Bóg jest prawdą, a nikt inny, lękamy się przeto, by nas nagle nie wystawił na światło prawdy i nie zdemaskował w naszym kłamstwie. Prawda jest mocą, która stoi ponad nami i w każdej chwili może nas zniszczyć. Nie jest ona pogodnym niebem pojęć i idei, lecz mieczem Bożym, groźną błyskawicą, która burząc i rozświetlając, rozłupuje noc. […] [Człowiek] jest […] sprytny i wie o tym, dlatego otacza się, otula coraz bardziej kłamstwem i pozorami. Nie chce widzieć prawdy, bo nie chce umrzeć. Musi więc uczyć się kłamać coraz lepiej, głębiej, wymyślniej, musi dojść aż do takiego zaplątania się w kłamstwo, iż w końcu sam nie wie, że kłamie i uważa swoje kłamstwo za prawdę. […] Nie możemy sobie nawet wcale wyobrazić, co by się stało, gdyby pewnego dnia wszystkie zasłony i otoczki kłamstwa wokół nas opadły i zostalibyśmy tacy, jacy jesteśmy naprawdę. […] Tylko dlatego, że nie żyjemy w przejrzystości światła, lecz w nieprzejrzystości nocy, możemy w ogóle żyć. Stoimy więc tu ni mniej, ni więcej tylko przed wyobrażeniem Sądu Ostatecznego, ostatniego dnia świata.22

 

Porównajmy, jak wiele wspólnego z tym ujęciem ma choćby Piosenka znad sufitu, budującą figurację prawdy i kłamstwa równie sugestywną, w której kłamstwo asocjuje ze śmiercią, w której również światło, choć ironicznie odniesione do kłamstwa, ma siłę uśmiercającą:

 

Widocznie to potrzebne

Wznosić okrzyki łgać

lub milczeć Wszystko jedno

I do łóżka się kłaść

 

I na nowo od rana

Maskować się i drżeć

Głosować Donieść Skłamać

I żyć Normalna rzecz

 

[…]

 

bo jeszcze jeden szczebel

i jeszcze jeden dzień

a wkrótce w jakimś niebie

blask chwały olśni cię

 

i będziesz już na wieki

na pamięć i na śmierć

przyzwoitym człowiekiem

z orderem wbitym w pierś23

 

Dłuższy cytat z kazania Bonhoeffera zawiera podstawowe właściwie cechy wyobraźni i myśli pastora, których poetyckie echa napotykamy w Sztucznym oddychaniu. Wrócę jeszcze do owych figur myśli i obrazowania. Dwie jednak sytuacje egzystencjalne, uznane przez Barańczaka za kluczowe także w losie niemieckiego pastora, zostają niemal dosłownie uobecnione w Sztucznym oddychaniu. To – po pierwsze – sytuacja owej „nieprzejrzystości nocy”, szarości, mgły, zacierania się konturów prawdy i kłamstwa, obecna w Bonhoefferowskiej opozycji ciemność–jasność. Nazywa ją Barańczak „zupełnie nowym, nieznanym dotąd rodzajem tragizmu”, a konieczność „wytyczenia owej linii”, definiowanie momentu, gdy trzeba powiedzieć „ani kroku dalej” (NmB 45-46), w czasach, kiedy terror nazistowski jeszcze się w pełni nie ujawnił i było mnóstwo racji, aby milczeć, określa poeta jako jeden z heroizmów Bonhoeffera. Jest to także doświadczenie bohatera Sztucznego oddychania:

 

czy zawsze można mieć aż takie szczęście, aby

jakiś sąd ostateczny zadał nam pytanie,

na które można odpowiedzieć tylko „tak” lub „nie”?

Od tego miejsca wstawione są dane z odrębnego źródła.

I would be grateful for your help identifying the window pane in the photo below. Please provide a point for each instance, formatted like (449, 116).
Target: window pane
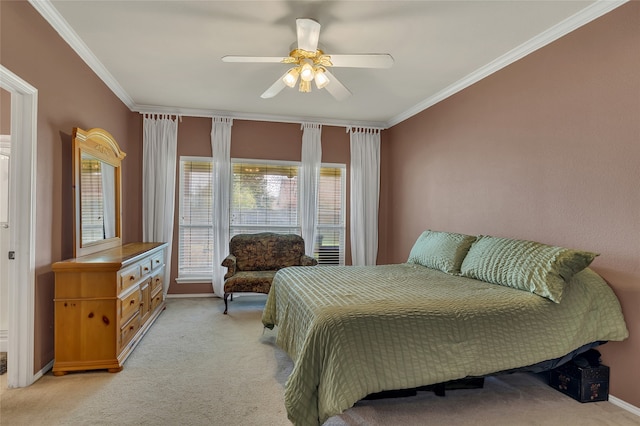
(330, 238)
(195, 249)
(264, 197)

Dlaczego ten sąd, który co dzień się odbywa,

nigdy nie ostateczny, pospieszny, znudzony,

nie słucha nawet dobrze moich odpowiedzi,

ziewa i pokasłuje […].

[…] To nie tragiczna scena,

to duszna sala, gdzie drzemią sędziowie

i złote pyłki drżą w promieniu słońca,

co z rzadka zajrzy przez niemyte szyby.

 

(N.N. boleje nad niemożliwością tragedii, WZ 135)

 

To do tej sytuacji, wszechobecnej w poemacie także pod postacią motywu szarości, odnosi się motto Sztucznego oddychania, cytat z św. Mateusza:

 

Lecz niech mowa wasza będzie tak, tak, nie, nie.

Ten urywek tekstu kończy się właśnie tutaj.